Coding strategies performance

Figure 1 illustrates the performance of outsourced human coders and LLMs across all tasks. The final panel (‘All correct’) shows the proportion of news articles where the different coders successfully completed all five tasks.

Figure 1 Overall performance, across tasks and coding strategies

Figure 1 Overall performance, across tasks and coding strategies
Figure 1 Overall performance, across tasks and coding strategies

Visual inspection of Figure 1 reveals that all LLMs outperform outsourced coders across all tasks. While GPT-3.5-turbo (the oldest and least advanced LLM tested) surpasses human coders, it falls behind other LLM models. Among the models compared, Claude 3.5 Sonnet and GPT-4-turbo (the most advanced) achieve the highest overall scores. This result suggests that as LLMs continue to grow more powerful, the performance gap between them and outsourced human coders will likely expand.

The performance advantage of LLMs holds even where task difficulty is considered.
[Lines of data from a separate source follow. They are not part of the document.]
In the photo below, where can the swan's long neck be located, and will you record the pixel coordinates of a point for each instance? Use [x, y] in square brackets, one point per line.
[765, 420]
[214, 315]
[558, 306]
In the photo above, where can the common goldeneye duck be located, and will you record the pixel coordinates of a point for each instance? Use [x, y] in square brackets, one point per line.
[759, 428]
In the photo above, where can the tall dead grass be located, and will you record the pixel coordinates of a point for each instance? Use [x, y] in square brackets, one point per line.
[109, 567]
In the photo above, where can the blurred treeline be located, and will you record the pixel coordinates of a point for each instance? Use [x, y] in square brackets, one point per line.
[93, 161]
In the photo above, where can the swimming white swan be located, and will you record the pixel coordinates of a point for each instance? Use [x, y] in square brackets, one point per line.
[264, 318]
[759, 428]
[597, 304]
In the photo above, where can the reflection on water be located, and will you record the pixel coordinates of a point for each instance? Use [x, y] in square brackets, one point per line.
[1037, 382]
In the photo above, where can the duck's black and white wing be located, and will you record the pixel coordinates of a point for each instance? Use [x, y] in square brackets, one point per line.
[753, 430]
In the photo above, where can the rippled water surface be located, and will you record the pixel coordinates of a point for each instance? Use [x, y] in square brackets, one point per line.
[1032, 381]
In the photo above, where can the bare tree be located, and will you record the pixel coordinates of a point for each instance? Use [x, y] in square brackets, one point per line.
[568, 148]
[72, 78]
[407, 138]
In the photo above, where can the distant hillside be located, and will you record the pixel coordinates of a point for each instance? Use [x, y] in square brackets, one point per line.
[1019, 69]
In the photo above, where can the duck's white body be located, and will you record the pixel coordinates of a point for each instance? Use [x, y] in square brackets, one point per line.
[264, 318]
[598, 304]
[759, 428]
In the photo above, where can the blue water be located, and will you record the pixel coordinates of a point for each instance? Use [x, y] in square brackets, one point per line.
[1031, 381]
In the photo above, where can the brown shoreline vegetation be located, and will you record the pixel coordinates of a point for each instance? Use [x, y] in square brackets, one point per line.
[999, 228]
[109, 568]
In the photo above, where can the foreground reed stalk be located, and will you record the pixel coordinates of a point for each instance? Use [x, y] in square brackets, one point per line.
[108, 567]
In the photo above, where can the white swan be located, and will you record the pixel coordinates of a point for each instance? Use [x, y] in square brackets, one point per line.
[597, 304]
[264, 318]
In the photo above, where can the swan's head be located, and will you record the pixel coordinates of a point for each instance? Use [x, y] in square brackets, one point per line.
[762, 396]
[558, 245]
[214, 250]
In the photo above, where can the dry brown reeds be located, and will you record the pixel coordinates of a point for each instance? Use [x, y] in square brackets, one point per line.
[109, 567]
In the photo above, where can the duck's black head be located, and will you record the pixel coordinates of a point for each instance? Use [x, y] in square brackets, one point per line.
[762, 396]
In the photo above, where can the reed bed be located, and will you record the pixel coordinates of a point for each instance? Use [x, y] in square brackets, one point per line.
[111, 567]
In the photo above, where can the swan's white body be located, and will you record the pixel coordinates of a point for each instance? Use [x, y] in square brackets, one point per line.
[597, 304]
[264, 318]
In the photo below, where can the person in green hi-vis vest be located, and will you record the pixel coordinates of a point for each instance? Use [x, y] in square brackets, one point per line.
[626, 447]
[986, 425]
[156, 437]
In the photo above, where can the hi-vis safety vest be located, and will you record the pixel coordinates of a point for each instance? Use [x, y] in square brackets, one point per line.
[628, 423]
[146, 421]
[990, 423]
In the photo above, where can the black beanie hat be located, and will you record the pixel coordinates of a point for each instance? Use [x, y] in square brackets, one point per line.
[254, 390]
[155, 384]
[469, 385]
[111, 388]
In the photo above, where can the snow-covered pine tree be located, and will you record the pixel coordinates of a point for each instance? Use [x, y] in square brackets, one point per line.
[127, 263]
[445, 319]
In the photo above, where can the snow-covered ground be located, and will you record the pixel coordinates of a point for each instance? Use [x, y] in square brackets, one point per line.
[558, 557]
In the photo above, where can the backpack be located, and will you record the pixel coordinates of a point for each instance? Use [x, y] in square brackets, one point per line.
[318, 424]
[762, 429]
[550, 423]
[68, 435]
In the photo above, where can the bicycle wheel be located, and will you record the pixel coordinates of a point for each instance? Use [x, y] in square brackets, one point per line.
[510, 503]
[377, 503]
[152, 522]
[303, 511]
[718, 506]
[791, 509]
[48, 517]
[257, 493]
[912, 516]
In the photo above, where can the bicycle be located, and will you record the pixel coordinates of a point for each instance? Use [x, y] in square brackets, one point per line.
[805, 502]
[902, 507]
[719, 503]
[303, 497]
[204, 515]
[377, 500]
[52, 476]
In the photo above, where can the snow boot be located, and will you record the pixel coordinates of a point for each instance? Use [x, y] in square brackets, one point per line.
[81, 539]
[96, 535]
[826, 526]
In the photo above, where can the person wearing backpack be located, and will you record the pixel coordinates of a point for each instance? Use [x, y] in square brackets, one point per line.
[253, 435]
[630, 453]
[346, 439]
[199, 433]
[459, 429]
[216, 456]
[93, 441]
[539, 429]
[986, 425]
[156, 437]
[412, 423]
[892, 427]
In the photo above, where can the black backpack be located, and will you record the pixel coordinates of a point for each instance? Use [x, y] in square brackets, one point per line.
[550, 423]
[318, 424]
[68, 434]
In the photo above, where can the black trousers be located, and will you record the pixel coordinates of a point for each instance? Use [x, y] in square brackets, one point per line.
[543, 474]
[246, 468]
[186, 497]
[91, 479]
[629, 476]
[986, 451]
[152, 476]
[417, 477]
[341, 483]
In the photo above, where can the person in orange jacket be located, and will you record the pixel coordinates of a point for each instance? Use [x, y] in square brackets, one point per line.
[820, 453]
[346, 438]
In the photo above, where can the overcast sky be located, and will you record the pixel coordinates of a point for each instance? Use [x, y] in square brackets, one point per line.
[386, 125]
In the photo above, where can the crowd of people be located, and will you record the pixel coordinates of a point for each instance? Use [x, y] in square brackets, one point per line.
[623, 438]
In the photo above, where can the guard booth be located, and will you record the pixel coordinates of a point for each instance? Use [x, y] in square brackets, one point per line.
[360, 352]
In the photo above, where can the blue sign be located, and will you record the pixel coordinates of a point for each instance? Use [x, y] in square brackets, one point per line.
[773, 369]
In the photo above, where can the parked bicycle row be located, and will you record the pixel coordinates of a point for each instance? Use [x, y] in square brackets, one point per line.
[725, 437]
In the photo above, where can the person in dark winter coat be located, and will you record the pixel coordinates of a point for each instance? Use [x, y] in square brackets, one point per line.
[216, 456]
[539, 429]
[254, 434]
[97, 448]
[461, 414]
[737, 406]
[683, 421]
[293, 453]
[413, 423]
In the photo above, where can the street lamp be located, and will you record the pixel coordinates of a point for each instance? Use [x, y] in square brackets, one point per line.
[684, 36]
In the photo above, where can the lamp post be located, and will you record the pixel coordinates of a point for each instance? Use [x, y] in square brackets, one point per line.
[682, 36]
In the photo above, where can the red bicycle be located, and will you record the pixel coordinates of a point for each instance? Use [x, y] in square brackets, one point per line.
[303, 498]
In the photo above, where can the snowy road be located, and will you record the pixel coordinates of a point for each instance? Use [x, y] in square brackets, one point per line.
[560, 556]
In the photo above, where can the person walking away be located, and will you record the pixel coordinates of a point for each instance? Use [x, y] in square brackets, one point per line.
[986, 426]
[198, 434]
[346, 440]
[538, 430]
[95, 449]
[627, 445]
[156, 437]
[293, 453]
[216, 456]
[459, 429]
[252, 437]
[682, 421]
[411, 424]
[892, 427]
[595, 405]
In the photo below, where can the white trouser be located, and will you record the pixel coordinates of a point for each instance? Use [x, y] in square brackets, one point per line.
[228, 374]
Figure 2 shows that state-of-the-art LLMs typically outperform outsourced human coders on more challenging tasks, where a task is deemed difficult if at least two authors initially disagreed on the correct answer during the creation of the gold standard labels.

Figure 2 Performance by article difficulty, across tasks and coding strategies

Figure 2 Performance by article difficulty, across tasks and coding strategies
Figure 2 Performance by article difficulty, across tasks and coding strategies
Other findings
  • Text length is known to impact the performance of both LLMs and human coders. Classifying news articles as ‘long’ or ‘regular’ based on word count revealed that longer articles pose greater challenges for both LLMs and outsourced human coders, with performance generally declining on longer texts. Notably, LLMs outperform human coders on longer articles, even achieving better performance on long texts than outsourced human coders do on shorter ones.
  • To verify that outsourced human coders performed the tasks correctly and followed the study’s requirements, permutation tests were conducted for tasks T1 through T5. These tests determined whether their performance significantly exceeded random chance. The results confirmed that the coders provided meaningful responses rather than random ones.

Cost and implementation advantages

The cost advantages of LLMs are significant. Running all tasks across the entire corpus cost just $0.20 with GPT-3.5-turbo, $3.46 with GPT-4, $8.53 with Claude 3 Opus, and $2.28 with Claude 3.5 Sonnet. In each case, the complete set of answers was delivered within minutes. In contrast, the outsourced human coding approach required substantial investment: designing the online questionnaire, recruiting and managing 146 participants, and coordinating the entire data collection process, all of which incurred significant time and logistical costs. Collecting data from all participants took about 98 days. Beyond cost and time savings, LLMs also provide operational simplicity through straightforward API calls, removing the need for advanced programming expertise or human-labeled training data.

Implications

Our study highlights the growing potential of modern generative LLMs as powerful, cost-effective tools for large-scale text analysis. The results demonstrate that LLMs consistently outperform outsourced human coders across a broad range of tasks. These findings underscore the significant advantages of leveraging LLMs for text analysis, suggesting that current natural language processing technologies have reached a point where researchers and practitioners – regardless of technical expertise – can seamlessly incorporate advanced text analysis methods into their work. Furthermore, as newer generations of LLMs continue to evolve, the performance gap between human coders and these models is likely to widen, making LLMs an increasingly valuable resource for economists.